I feel a mischievous grin spread on my cheeks as I ran up to Iida, jumping into him and latching on his back. "Hey, Iida!" I exclaimed. He turned his head with a stern look, his eyebrows furrowed. "Kirishima, get off me this instant." He said. I bite the inside of my cheek and do as told, getting off. I let out a small breath then following besides him as He continued to walk. "So, I have a request." I say glancing to him. "That is?" He asked.

         "There's a concert out of town this weekend, and I don't wanna go alone. I asked the gang but they're busy." I complain, Obviously; it was a lie. I know damn well Kaminari wouldn't miss a bomb ass concert. Iida stopped walking and looked at me, raising a brow. "Out of all the people in 1-A, why me? You are aware we have other classmates?" He asks,

"Ha- Well.. You see they're also busy this weekend. And I know you don't do much on weekends. Also, you're more responsible than me. So it feels like you're a brotherly guardian. Do you get it...?" I state, saying random things to try and make sense of a fib. He simply nodded. "Then,  I suppose it wouldn't hurt. Just message me the location and time." He said, walking off. I turn the other way cheering and punching the air silently.

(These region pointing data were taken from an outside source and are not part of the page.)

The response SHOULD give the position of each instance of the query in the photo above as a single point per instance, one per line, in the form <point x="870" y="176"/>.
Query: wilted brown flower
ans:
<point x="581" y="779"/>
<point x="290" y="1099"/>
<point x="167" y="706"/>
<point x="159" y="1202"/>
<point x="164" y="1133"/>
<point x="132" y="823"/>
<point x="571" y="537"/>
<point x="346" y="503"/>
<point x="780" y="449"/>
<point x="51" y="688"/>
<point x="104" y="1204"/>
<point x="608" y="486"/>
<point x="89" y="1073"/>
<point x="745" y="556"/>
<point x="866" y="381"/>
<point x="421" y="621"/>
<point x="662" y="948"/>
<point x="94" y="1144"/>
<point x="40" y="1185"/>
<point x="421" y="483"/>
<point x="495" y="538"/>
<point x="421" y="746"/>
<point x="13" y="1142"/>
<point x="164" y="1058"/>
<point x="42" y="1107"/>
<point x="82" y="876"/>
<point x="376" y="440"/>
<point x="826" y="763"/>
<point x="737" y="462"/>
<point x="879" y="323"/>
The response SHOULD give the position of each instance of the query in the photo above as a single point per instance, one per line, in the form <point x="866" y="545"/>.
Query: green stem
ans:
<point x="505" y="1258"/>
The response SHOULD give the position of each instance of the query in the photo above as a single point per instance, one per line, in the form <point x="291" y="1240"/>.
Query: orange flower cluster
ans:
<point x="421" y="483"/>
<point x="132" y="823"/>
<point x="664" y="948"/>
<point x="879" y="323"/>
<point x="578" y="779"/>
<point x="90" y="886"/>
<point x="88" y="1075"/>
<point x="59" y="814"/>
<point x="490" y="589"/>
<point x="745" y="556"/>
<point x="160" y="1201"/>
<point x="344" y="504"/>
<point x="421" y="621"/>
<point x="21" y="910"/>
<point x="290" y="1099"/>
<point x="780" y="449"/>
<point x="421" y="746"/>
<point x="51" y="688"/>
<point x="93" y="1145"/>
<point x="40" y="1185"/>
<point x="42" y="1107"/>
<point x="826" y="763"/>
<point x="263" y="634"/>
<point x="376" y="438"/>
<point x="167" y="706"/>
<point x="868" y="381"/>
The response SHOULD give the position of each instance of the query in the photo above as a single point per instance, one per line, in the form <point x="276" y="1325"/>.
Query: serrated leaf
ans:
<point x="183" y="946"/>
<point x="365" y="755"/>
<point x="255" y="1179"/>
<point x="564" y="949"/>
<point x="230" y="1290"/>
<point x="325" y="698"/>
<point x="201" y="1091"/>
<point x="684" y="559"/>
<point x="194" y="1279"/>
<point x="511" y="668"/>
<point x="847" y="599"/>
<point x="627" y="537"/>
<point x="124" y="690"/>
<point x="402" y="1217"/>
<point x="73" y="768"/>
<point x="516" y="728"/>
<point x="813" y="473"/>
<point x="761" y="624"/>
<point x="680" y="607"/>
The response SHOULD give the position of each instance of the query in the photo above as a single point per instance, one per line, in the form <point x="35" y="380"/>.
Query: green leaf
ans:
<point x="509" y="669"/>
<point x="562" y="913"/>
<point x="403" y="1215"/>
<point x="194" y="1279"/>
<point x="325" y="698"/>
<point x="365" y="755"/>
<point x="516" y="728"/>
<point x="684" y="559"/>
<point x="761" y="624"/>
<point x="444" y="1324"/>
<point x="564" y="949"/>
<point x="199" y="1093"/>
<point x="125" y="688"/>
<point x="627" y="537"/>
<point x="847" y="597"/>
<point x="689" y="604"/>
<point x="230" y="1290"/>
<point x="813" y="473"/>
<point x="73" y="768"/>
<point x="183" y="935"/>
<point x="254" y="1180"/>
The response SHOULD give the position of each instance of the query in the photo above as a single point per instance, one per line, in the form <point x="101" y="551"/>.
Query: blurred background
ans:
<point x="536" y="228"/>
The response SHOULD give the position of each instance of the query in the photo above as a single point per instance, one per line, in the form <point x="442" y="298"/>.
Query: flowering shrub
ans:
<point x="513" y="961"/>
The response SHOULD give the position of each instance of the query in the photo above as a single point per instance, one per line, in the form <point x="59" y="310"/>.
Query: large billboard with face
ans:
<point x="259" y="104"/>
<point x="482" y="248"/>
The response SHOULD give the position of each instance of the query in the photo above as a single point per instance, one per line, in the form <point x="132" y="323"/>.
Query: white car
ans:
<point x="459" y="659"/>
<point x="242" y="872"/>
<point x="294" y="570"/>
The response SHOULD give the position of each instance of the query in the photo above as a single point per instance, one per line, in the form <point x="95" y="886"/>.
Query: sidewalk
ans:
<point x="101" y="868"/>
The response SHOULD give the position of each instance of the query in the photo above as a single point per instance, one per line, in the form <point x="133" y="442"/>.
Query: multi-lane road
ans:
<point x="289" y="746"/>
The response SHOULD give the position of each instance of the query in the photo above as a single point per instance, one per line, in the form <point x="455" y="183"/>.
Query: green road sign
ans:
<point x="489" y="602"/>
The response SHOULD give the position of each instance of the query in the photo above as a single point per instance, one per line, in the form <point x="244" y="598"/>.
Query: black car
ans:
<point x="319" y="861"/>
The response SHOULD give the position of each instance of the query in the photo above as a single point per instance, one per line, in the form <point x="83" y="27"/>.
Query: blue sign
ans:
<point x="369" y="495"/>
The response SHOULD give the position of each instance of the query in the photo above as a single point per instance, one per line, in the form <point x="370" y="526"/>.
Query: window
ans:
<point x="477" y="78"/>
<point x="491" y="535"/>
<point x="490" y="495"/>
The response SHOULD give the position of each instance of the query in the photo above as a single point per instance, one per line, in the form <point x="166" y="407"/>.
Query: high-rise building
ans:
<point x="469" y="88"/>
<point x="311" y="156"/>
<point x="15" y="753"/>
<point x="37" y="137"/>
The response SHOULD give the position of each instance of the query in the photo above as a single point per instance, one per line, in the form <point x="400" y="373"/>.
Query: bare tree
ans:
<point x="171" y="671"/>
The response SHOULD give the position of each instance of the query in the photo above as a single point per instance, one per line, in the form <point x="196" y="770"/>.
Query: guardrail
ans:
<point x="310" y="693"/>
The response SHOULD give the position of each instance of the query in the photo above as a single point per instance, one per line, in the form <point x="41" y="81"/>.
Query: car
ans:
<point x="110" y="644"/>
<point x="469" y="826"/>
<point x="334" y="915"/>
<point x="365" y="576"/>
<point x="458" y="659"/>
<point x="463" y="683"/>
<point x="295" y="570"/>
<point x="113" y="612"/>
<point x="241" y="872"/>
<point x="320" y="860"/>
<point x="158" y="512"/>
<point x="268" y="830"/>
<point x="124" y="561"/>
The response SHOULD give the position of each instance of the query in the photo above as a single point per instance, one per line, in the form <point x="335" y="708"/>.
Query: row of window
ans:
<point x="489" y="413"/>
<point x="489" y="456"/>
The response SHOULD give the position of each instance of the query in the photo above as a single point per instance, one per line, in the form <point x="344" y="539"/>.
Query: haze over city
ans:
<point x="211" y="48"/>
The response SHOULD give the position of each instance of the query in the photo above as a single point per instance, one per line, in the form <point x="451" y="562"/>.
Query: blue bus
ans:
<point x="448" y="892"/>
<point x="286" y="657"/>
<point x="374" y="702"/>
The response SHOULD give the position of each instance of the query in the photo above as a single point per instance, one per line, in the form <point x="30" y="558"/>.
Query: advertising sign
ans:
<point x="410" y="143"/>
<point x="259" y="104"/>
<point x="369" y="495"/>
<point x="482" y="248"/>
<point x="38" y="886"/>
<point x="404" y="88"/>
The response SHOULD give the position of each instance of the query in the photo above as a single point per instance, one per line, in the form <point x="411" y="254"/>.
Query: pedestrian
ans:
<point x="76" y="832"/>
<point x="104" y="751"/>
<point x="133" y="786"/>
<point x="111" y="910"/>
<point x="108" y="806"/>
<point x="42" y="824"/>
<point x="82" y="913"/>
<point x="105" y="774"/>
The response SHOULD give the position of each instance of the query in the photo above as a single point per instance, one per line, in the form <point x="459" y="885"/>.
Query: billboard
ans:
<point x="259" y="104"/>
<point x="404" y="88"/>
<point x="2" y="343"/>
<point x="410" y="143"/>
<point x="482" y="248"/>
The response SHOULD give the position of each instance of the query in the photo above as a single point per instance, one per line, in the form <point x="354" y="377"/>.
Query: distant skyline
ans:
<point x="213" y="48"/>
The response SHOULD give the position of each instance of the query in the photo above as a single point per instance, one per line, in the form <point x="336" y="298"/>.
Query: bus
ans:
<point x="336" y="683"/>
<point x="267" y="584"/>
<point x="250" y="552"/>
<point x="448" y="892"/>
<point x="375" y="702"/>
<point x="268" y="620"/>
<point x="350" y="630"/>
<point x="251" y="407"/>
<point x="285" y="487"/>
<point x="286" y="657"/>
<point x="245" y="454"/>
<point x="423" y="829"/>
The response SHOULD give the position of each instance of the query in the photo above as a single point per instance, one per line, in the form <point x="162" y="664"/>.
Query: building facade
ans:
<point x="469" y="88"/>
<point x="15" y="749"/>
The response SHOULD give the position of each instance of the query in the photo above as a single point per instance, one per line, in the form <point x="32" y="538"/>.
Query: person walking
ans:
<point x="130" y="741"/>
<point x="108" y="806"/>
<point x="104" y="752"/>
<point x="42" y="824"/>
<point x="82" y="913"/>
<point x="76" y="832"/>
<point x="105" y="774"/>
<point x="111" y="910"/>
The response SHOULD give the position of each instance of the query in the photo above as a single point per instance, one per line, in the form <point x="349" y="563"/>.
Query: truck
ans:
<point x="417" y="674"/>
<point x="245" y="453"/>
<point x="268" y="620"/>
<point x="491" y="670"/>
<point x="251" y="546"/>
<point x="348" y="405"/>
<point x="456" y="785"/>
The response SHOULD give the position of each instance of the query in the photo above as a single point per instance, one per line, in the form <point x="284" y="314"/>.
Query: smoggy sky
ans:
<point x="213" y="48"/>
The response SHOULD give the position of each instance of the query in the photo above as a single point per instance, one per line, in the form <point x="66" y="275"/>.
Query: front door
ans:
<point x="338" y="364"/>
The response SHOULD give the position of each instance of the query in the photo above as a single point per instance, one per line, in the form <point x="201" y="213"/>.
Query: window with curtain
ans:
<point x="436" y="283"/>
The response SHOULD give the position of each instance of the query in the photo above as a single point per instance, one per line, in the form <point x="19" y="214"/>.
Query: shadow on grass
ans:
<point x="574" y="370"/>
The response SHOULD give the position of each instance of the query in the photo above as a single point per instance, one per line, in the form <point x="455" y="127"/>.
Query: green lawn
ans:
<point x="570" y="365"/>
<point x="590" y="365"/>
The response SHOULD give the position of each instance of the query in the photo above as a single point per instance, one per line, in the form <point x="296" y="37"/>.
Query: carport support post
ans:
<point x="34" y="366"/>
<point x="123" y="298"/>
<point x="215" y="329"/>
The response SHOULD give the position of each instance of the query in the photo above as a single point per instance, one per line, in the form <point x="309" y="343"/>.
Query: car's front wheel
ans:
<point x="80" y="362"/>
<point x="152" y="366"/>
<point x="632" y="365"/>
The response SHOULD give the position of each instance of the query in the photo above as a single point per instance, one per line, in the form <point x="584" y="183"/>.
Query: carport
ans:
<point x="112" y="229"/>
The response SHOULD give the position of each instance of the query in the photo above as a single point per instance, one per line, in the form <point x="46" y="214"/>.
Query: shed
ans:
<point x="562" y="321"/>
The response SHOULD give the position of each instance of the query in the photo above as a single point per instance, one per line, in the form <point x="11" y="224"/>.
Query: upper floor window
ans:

THIS could ACTUALLY fucking WORK!!

Once I got to my dorm and hit up Bakugo, calling him. "Hey, Bakubae~!", "What is it now,  cheap ass hair dye?" He said, irritabley. I sneer at that comment. "Why're you always so prickly, loosen up a bit.. I just wanted to ask if you wanted to go to a concert with me this weekend"

"Band?"
                  "My Direful Romance" I whistle out, poking my punching bag slightly.

        "Do I have to pay?"

              "Mmm, nope", Pfft yes; I'm not gonna be there anyway.

                    "Count' me in then, Discount Elmo. Now don't call me anymore, goodnight. Dumbass." He said,     "G'night,I love y-" And he hung up. So rude. I don't even look like elmo. So now all I gotta do is chill it out, wait till Friday and send them the location and time. Woah, I wonder if people get paid for doing stuff like this.

Iida's POV:

Kirishima has been very talkative to me lately, what if he likes me too? Oh that thought is sickening. He's a good guy but again, I'm not gay. Ever since Bakugo acknowledged me about the way he felt, I now find everyone's actions to me odd. How would I know if somesone else 'loved' me. It's a weird feeling to have and I don't know how to describe it.... I wonder if this feeling has a name. Some sort of suspicion of everyone around me having some associated admiring feeling.